Almohad Caliphate

The Almohad Caliphate was a North African Berber Muslim empire founded in the 12th century. At its height, it controlled much of the Iberian Peninsula and North Africa.
The Almohad movement was founded by Ibn Tumart among the Berber Masmuda tribes, but the Almohad caliphate and its ruling dynasty were founded after his death by Abd al-Mu'min al-Gumi. Around 1120, Ibn Tumart first established a Berber state in Tinmel in the Atlas Mountains. Under Abd al-Mu'min they succeeded in overthrowing the ruling Almoravid dynasty governing Morocco in 1147, when he conquered Marrakesh and declared himself caliph. They then extended their power over all of the Maghreb by 1159. Al-Andalus soon followed, and all of Muslim Iberia was under Almohad rule by 1172.
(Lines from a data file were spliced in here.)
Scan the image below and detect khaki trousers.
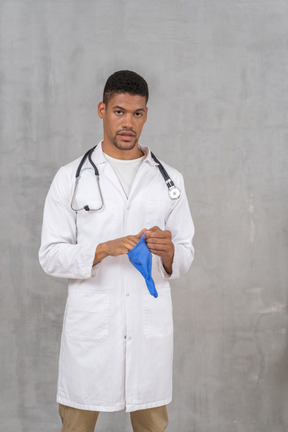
[59,404,168,432]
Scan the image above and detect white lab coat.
[39,143,194,411]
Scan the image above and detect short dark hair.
[103,70,149,105]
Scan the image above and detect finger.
[136,228,147,239]
[148,225,161,232]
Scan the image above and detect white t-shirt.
[104,153,146,198]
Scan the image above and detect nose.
[122,113,133,129]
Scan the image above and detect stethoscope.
[71,146,181,212]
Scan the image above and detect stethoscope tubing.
[71,146,181,212]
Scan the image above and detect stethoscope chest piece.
[168,186,181,199]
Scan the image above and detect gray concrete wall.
[0,0,288,432]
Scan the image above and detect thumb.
[136,228,148,238]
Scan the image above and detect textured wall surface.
[0,0,288,432]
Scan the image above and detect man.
[39,71,194,432]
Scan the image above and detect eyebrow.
[112,105,145,112]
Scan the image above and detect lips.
[117,131,136,138]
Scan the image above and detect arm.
[145,175,194,279]
[39,169,142,279]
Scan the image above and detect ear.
[144,107,148,123]
[98,102,106,119]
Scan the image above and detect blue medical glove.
[127,234,158,297]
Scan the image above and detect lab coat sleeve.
[159,174,194,279]
[39,167,97,279]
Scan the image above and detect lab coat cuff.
[88,246,99,278]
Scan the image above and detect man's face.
[98,93,148,159]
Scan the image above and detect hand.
[93,228,146,265]
[144,226,175,274]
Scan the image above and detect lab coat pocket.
[143,286,173,339]
[65,290,109,341]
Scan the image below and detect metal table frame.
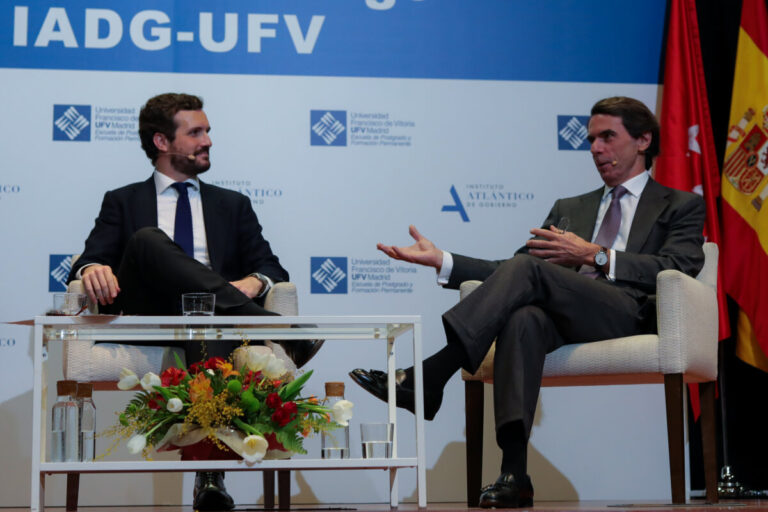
[30,315,427,512]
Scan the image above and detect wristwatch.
[251,272,271,297]
[595,247,608,269]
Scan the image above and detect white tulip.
[141,372,163,393]
[166,397,184,412]
[245,345,272,372]
[331,400,354,427]
[127,434,147,454]
[242,435,269,464]
[262,354,286,379]
[117,368,139,391]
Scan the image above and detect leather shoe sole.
[349,368,443,421]
[480,473,533,508]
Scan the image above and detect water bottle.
[320,382,349,459]
[77,382,96,462]
[51,380,80,462]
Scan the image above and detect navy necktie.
[171,182,195,258]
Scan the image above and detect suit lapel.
[626,179,669,253]
[200,181,226,272]
[570,187,604,240]
[131,176,157,231]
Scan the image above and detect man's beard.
[171,155,211,176]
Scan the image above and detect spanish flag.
[721,0,768,371]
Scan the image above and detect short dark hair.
[139,92,203,164]
[590,96,660,169]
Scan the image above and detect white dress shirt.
[437,171,649,286]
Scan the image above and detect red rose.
[283,402,299,414]
[272,407,291,427]
[147,393,165,410]
[160,368,187,388]
[267,393,283,409]
[205,357,227,370]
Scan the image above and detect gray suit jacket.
[446,179,706,295]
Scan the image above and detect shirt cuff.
[605,249,616,281]
[437,251,453,286]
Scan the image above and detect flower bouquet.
[107,346,352,464]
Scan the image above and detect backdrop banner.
[0,0,669,506]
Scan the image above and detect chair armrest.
[264,283,299,316]
[656,270,718,380]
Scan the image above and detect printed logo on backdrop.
[309,110,347,146]
[310,256,417,294]
[53,105,91,141]
[309,256,348,293]
[0,183,21,200]
[557,116,589,151]
[441,183,534,222]
[210,179,283,206]
[309,110,416,147]
[53,105,139,142]
[48,254,72,292]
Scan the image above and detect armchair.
[460,243,718,507]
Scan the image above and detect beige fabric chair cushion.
[460,243,718,386]
[63,281,298,382]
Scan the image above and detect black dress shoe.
[349,368,443,421]
[480,473,533,508]
[192,471,235,511]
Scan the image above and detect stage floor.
[0,500,768,512]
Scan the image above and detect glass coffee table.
[30,315,427,512]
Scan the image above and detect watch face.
[595,251,608,267]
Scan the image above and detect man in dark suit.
[350,97,705,508]
[69,93,288,510]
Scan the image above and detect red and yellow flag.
[721,0,768,371]
[654,0,730,339]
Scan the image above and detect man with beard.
[69,93,288,510]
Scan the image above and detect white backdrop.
[0,0,669,506]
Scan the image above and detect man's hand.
[525,226,600,267]
[229,276,263,299]
[376,224,443,272]
[82,265,120,306]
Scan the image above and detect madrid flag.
[654,0,730,339]
[721,0,768,370]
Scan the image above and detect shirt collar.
[153,169,200,195]
[603,171,650,199]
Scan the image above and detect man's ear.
[152,132,169,151]
[635,132,653,153]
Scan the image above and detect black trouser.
[443,254,655,439]
[113,228,276,364]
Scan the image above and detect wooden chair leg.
[464,380,484,507]
[261,469,275,509]
[277,470,291,510]
[699,381,718,503]
[664,373,685,504]
[67,473,80,512]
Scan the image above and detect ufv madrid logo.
[557,116,589,151]
[53,105,91,141]
[441,185,469,222]
[48,254,72,292]
[310,256,348,293]
[309,110,347,146]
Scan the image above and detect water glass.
[48,293,88,316]
[360,423,395,459]
[181,292,216,316]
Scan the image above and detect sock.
[496,420,528,482]
[404,343,466,393]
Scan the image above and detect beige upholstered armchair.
[460,243,718,507]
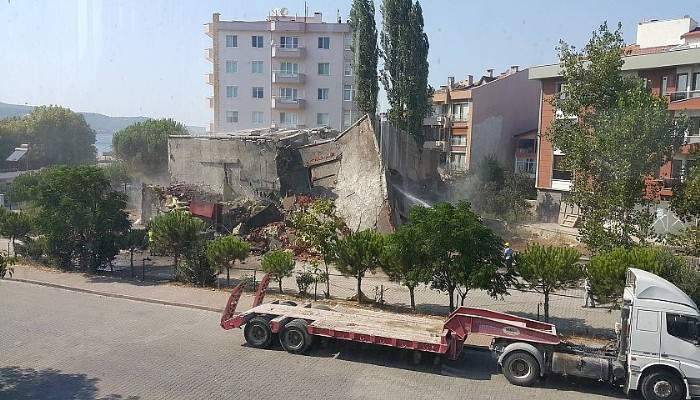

The turning point of their presence in the Iberian Peninsula came in 1212, when Muhammad III, "al-Nasir" was defeated at the Battle of Las Navas de Tolosa in the Sierra Morena by an alliance of the Christian forces from Castile, Aragon and Navarre. Much of the remaining Moorish dominion in Iberia was lost in the ensuing decades, with the cities of Cordova and Seville falling to the Christians in 1236 and 1248 respectively.